À première vue, il semble que les attentes ESG pour les entreprises en portefeuille en Europe et aux Etats-Unis s’éloignent plutôt qu’elles ne se rapprochent. En fait, une récente enquête ESG menée par Cerulli (The Cerruli Edge: US Institutional, the ESG Edition: Q1 2024) auprès d’investisseurs institutionnels américains montre une situation différente. Selon cette étude, 68% des investisseurs institutionnels américains intègrent les questions ESG dans leurs décisions d’investissement.

Après le «greenwashing», le «greenhushing» pose problème

En ce qui concerne l’actionnariat actif, près de la moitié des institutions ayant répondu (46%) sont des actionnaires actifs et 33% prévoient de le devenir au cours des 24 prochains mois. Parmi eux, 69% s’engagent avec les équipes de direction des entreprises de leur portefeuille sur les questions liées à l’ESG, et 20% supplémentaires prévoient d’accroître leurs efforts par le biais de diverses méthodes: résolutions d’actionnaires (31%), engagement collaboratif (30%) et vote par procuration (25%). Ils doivent toutefois garder à l’esprit que les investisseurs institutionnels qui tentent d’utiliser les droits des actionnaires doivent désormais être conscients des risques de litiges.

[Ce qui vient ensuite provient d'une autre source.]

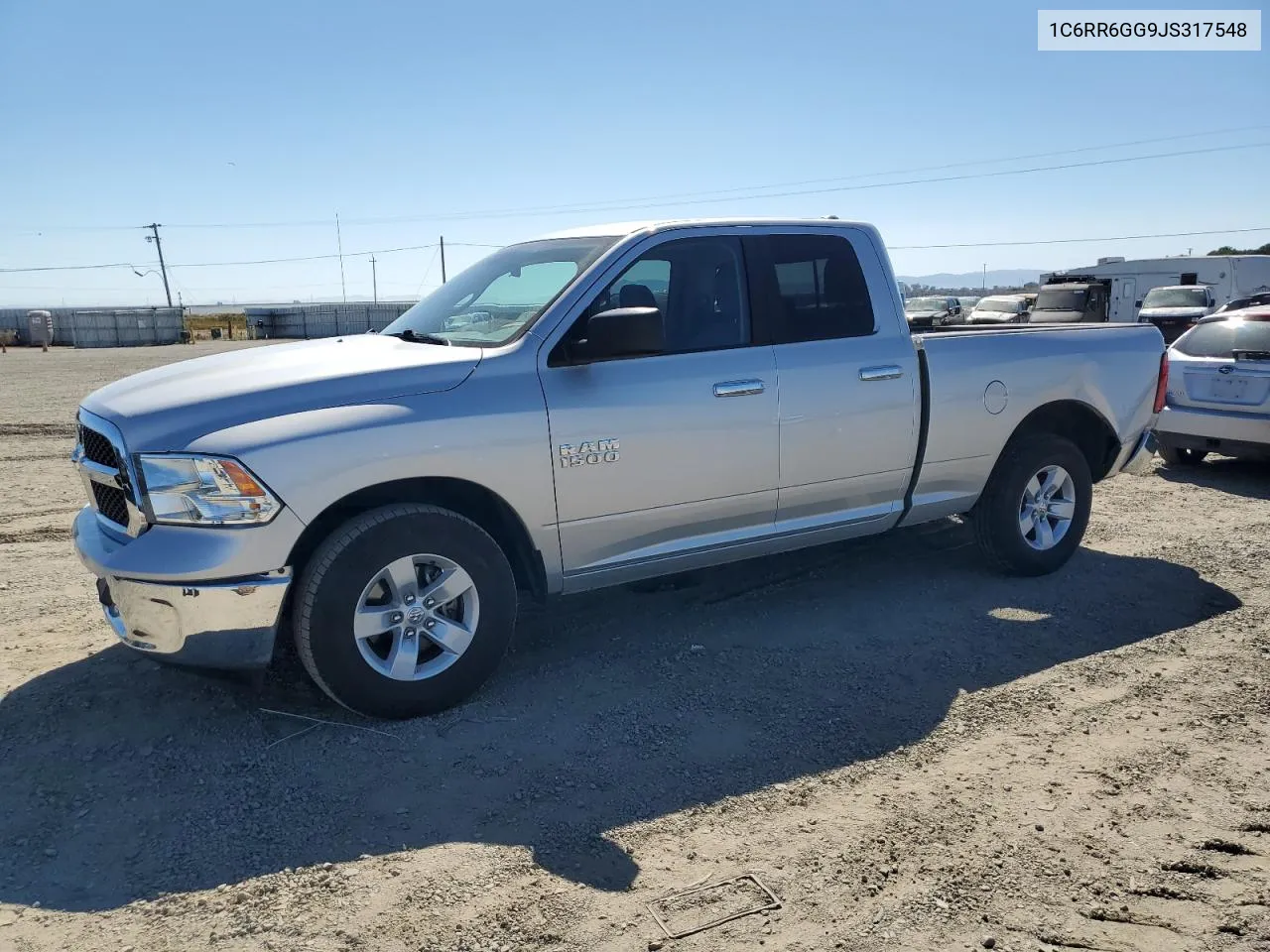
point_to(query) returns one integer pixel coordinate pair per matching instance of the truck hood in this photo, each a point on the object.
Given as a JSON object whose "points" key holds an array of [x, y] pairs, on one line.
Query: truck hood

Ce qui a changé, c’est que les investisseurs institutionnels seront plus prudents dans leur communication sur les investissements durables. Après le «greenwashing», c’est maintenant le «greenhushing» qui pose problème. Il ne faut donc pas sous-estimer le mouvement anti-ESG qui existe aux Etats-Unis. La situation va plutôt s’aggraver que s’améliorer.